The Jackal is a sloppy, sloppy thriller (and not in terms of blood and gore). Characters get tangled, the plots vanish without a trace, and even the action sequences seem second-hand. After the FBI assists the Russian government pin a murder on the son of a powerful crime lord, vengeance is sworn. The crime lord calls in the services of “The Jackal” (Bruce Willis), a mysterious assassin with a hefty price tag and a penchant for secrecy.
He’s so secret, that the FBI has no idea what he looks like, or who he is, but they suspect he’ll be gunning for the head of the FBI. Pooling the resources of both countries, FBI man Preston (Sidney Poitier) is assisted the the Russian Major Koslova (Diane Venora) to track down the killer. Only one person is their tenuous link to The Jackal, a retired Basque terrorist (Mathilda May), whose whereabouts are also unknown.
Therefore, the task force tracks down the woman’s former lover, imprisoned IRA sharpshooter Declan Mulqueen (Richard Gere). Declan refuses to give away her whereabouts, but claims to have knowledge of The Jackal and his methods.
So, in one of many inexplicable decisions made in the movie, Preston decides to trust Declan. Not with suspicion, or even much hesitation considering his past and current status as a prisoner. No, Declan is made a full part of the team and trusted completely. He’s even left alone for long stretches of time…and this is before they have any confirmation that he’s really ever met The Jackal!

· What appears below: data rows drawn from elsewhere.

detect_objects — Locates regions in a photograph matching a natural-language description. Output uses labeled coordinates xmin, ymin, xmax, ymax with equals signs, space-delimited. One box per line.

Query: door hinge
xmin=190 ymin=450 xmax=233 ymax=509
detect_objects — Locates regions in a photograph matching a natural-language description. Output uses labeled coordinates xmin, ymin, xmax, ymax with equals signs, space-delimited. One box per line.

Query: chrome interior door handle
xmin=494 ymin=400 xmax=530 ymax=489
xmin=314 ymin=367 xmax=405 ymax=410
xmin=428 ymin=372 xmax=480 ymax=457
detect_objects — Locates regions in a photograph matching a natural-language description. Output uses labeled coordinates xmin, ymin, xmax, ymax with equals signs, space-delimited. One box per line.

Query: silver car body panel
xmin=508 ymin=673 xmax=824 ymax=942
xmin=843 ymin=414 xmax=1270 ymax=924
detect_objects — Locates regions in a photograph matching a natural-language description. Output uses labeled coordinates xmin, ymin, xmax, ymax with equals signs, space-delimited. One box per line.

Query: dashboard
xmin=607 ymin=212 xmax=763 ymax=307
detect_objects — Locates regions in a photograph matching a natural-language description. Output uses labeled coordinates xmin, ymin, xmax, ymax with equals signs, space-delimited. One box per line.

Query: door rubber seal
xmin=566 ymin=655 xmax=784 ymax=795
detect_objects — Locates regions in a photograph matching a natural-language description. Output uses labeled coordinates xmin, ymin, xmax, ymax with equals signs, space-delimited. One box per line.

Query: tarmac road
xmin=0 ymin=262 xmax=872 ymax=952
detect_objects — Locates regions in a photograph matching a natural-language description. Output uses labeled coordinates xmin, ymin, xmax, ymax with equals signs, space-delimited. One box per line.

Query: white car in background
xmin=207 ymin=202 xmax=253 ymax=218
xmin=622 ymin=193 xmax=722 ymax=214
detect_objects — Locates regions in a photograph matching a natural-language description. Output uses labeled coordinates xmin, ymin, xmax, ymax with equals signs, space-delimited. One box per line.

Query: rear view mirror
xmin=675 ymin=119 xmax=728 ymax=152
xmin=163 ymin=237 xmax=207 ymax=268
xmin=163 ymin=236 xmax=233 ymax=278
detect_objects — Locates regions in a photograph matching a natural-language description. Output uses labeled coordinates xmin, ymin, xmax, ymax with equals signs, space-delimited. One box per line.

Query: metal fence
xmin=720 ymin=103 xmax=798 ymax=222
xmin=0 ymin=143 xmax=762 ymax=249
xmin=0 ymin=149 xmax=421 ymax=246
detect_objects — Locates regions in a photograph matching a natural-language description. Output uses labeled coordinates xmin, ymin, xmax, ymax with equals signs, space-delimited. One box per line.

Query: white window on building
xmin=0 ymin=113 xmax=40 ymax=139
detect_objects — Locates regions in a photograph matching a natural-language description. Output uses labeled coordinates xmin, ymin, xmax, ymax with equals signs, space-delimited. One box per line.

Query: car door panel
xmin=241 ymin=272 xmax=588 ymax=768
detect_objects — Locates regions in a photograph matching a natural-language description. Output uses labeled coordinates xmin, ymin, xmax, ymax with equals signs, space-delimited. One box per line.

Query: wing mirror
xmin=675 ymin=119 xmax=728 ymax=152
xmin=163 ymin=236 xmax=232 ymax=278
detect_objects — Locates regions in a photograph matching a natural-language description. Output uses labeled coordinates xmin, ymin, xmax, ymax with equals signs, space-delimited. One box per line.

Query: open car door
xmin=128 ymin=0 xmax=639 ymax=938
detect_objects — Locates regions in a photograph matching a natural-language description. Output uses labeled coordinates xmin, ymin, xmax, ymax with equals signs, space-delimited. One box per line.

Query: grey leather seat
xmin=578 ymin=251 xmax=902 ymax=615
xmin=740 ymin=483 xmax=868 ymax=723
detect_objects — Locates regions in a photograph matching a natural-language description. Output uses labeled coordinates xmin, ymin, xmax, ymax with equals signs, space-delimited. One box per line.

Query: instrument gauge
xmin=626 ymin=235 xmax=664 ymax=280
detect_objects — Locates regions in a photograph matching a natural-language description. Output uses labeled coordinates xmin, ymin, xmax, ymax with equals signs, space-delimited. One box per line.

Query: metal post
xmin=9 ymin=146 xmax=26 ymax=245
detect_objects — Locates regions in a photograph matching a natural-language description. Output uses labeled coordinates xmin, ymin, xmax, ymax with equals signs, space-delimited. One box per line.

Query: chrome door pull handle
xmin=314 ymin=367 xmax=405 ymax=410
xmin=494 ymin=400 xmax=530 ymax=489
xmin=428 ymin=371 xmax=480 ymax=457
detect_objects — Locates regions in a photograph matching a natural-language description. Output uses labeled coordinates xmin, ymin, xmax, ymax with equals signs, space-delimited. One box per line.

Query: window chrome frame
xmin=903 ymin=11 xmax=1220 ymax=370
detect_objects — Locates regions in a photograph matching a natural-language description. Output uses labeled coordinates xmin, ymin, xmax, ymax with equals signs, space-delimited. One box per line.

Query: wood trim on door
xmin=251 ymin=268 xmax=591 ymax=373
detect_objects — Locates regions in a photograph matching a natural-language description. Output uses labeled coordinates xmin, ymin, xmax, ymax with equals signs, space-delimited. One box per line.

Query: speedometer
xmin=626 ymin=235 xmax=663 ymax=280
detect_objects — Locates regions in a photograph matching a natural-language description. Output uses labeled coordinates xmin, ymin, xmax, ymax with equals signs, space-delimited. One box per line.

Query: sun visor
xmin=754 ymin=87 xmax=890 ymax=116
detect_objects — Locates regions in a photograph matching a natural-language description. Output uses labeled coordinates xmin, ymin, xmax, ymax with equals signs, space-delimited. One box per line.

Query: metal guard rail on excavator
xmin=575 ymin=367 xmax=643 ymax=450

Meanwhile, in a role that seems derivative of John Malkovich’s assassin in In the Line of Fire, yet without the personality, The Jackal zigzags his way across two countries, donning a new disguise for each scene. Well, actually in some scenes he has more than one disguise, which he changes halfway through… in public… I mean, are these the actions of a man trying to be inconspicuous?
At least we know he’s evil. He, along with his Russian employer (in a scene you might recall from The Untouchables), get to ruthlessly slaughter other “innocent” bad guys as the coup de grace to show they are eviler than evil. I guess this is done to justify having a terrorist as the good guy.
Anyhow, the filmmakers must get confused here and there due to The Jackal’s frequent identity swaps. In the confusion, several subplots are muddled or lost completely (What’s the deal with the hijackers?).
There are a couple of scenes in The Jackal that are somewhat fun to watch, but they aren’t nearly as thrilling as the original movies that they were cribbed from. With strong direction and a better script, The Jackal could have been a decent thriller, but director Michael Caton-Jones doesn’t deliver, and a hideous script make this one to miss.